Allison presents other examples of challenges to hegemonic powers by rising powers. In the 17th century, the Dutch Republic was the leading maritime power. It possessed trading posts and colonies in Asia, Africa, and the Americas, and a formidable fleet of warships to defend them. England resented this control and engaged in three maritime wars with the Dutch. The hostilities between the two countries only ended when William of Orange became King William III of England, and the Dutch and English waged war together on the predominant European land power, France.

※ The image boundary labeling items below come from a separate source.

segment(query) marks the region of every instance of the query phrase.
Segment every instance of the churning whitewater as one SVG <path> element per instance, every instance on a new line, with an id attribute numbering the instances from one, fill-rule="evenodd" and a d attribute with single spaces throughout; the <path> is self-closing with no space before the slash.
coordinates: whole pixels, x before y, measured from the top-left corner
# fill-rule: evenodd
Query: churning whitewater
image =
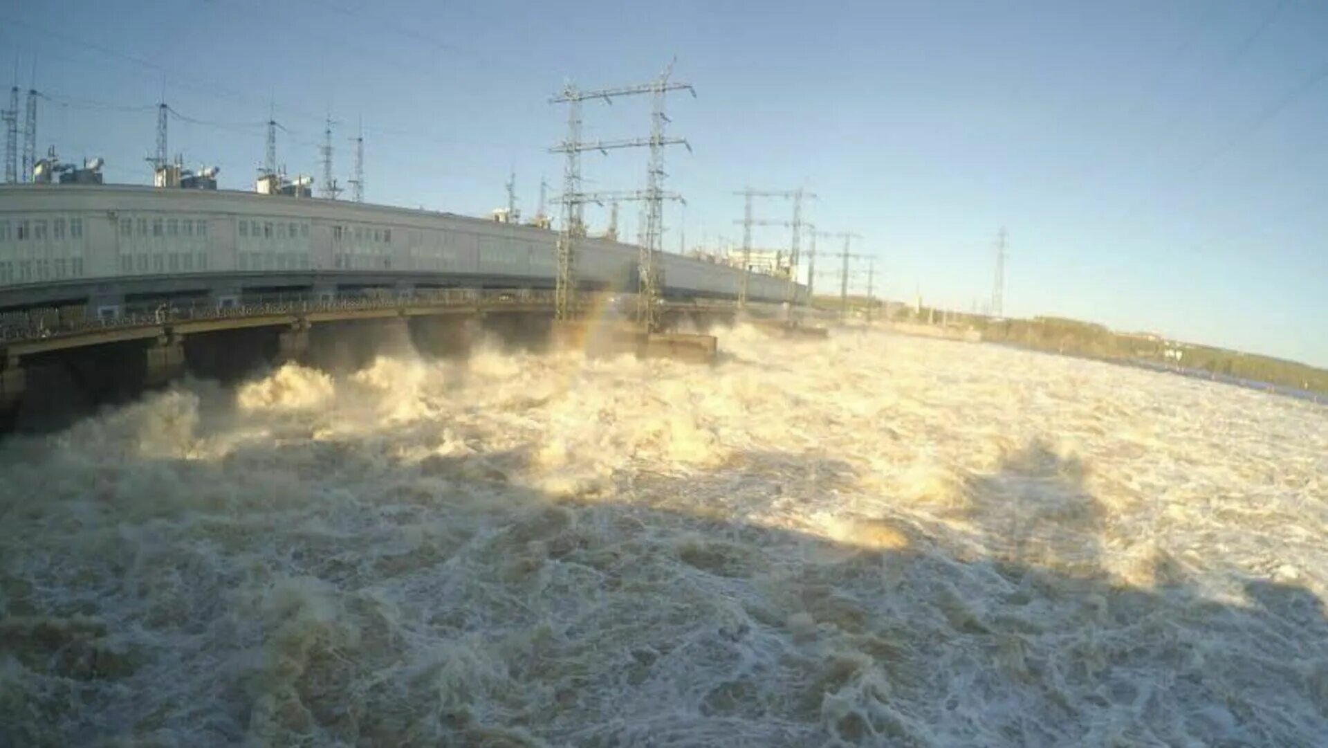
<path id="1" fill-rule="evenodd" d="M 0 744 L 1328 744 L 1328 409 L 1259 392 L 736 328 L 190 381 L 0 474 Z"/>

Allison makes clear that the rivalry between China and the U.S. need not result in war. Besides the British accommodation of U.S. interests in the late 19th century, he points to the “Cold War” between the Soviet Union and the U.S. as an example of a struggle that did not lead to direct conflict. One of the reasons for the avoidance of the escalation of hostilities to total war was the existence of nuclear weapons,, which dramatically raised the cost of using the full range of weapons. But the Cuban missile crisis showed that it was possible to come perilously close to moving into a full-blown conflict. The expansion of trade and finance to new markets creates opportunities for rivalries and competition that can trigger responses that lead to unforeseen consequences.